VMware adopts open source strategy to bring containers closer to enterprises



VMware has announced the open source availability of its vSphere Integrated Containers to let enterprises quickly leverage containers for their production operations. The company has also developed two new capabilities for its container solution to provide a Docker compatible interface to various IT teams.

Originally unveiled in August 2015, VMware’s vSphere Integrated Containers is a one-stop solution for enterprises that are looking for a container infrastructure with integrated Docker, Kubernetes and Cloud Foundry. But it was not a fully-customised option in the initial stage. Thus, the open source plan has now been sketched.

Admiral and Harbor to expand container infrastructure

Instead of just giving an old wine in a new bottle, VMware is offering the open source community a whole new solution. It has Admiral and Harbor as the new capabilities. While Admiral enables acceleration of application delivery, Harbor brings container registry along with Docker support.

The new tools help enterprises move their containerised applications into production, irrespective of their on-premise or public cloud environments.

“Relying on our enterprise know-how, we are delivering VMware vSphere Integrated Containers to dramatically simplify the delivery of containers and application services into production in virtual environments whether on-premises or in the public cloud. Application development teams can benefit from the flexibility, portability and speed of containers while IT benefits from the security, visibility and management capabilities of VMware vSphere,” said Ray O’Farrell, executive vice president and chief technology officer, VMware, in a statement.

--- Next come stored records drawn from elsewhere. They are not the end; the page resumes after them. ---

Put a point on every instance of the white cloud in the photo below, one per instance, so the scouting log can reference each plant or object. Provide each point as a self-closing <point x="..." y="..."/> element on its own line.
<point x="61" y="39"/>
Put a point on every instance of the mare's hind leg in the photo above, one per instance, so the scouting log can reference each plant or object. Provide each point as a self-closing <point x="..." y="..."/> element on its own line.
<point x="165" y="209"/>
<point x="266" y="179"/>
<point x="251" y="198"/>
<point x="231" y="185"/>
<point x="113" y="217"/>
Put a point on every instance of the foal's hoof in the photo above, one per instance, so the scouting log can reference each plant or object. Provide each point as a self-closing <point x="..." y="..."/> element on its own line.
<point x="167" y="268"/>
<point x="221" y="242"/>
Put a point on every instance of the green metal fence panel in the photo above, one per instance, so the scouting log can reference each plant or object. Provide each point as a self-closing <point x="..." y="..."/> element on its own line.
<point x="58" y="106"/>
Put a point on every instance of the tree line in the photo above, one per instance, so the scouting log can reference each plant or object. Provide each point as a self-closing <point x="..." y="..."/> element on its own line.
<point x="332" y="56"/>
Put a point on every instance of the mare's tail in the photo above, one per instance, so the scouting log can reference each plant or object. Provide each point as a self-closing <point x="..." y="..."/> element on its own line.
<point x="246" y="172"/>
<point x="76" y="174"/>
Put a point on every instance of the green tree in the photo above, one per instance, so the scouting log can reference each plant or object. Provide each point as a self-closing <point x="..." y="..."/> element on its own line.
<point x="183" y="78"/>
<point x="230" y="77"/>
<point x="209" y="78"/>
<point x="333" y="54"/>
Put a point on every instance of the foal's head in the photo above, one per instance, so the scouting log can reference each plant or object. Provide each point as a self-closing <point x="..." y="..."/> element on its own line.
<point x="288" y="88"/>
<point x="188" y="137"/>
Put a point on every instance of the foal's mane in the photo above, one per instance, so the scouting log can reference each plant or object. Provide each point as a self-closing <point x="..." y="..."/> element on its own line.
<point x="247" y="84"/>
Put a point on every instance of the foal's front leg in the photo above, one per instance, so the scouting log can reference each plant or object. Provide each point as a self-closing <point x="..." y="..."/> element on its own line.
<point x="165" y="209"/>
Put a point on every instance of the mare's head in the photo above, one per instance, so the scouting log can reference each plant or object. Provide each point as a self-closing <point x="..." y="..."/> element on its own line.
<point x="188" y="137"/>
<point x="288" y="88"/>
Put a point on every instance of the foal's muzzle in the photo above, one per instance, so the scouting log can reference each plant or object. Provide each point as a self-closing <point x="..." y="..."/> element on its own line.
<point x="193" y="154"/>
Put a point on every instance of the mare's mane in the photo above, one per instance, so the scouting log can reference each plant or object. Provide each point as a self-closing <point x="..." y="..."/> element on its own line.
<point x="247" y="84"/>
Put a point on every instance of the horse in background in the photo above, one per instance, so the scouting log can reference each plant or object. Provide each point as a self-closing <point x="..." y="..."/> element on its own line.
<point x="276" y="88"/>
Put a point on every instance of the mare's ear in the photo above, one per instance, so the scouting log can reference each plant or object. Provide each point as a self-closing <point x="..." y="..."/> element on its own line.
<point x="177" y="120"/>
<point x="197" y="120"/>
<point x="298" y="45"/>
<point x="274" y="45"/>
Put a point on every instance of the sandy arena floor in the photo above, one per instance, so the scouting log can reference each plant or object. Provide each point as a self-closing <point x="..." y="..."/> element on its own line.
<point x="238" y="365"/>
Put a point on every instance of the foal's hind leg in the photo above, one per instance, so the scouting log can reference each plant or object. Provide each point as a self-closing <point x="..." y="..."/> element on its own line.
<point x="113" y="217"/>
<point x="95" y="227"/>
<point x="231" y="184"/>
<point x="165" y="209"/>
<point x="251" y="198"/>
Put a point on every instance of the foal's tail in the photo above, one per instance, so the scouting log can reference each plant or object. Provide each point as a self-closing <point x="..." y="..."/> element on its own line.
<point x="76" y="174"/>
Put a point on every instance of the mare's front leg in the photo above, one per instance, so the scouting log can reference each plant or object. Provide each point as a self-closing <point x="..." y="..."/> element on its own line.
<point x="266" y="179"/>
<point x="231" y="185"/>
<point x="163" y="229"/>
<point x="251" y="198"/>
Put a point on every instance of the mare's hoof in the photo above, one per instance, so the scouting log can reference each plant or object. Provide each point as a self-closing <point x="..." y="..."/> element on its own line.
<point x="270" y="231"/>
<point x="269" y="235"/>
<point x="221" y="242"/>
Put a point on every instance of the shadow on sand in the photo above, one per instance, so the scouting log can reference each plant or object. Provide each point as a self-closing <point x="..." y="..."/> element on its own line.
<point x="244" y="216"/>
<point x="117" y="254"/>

Admiral provides enterprises a built-in container management portal right through vSphere Integrated Containers. When joined together with VMware vRealize Automation and vSphere Integrated Containers, the software project delivers containers-as-a-service (CaaS) to application development teams. Developers can use the combination to model different containerised applications.

Harbor, on the other hand, empowers VMware to offer various enterprise features such as user management and access control, policy-based image replication, audit and log support and a RESTful API for integration. All this comes through a Docker distribution, which is powering the open source software at the backend.

Developers and entrepreneurs who want to test the new features through VMware vSphere Integrated Containers can register for its beta programme today. A GitHub repository is also available to provide the code of Admiral and Harbor projects.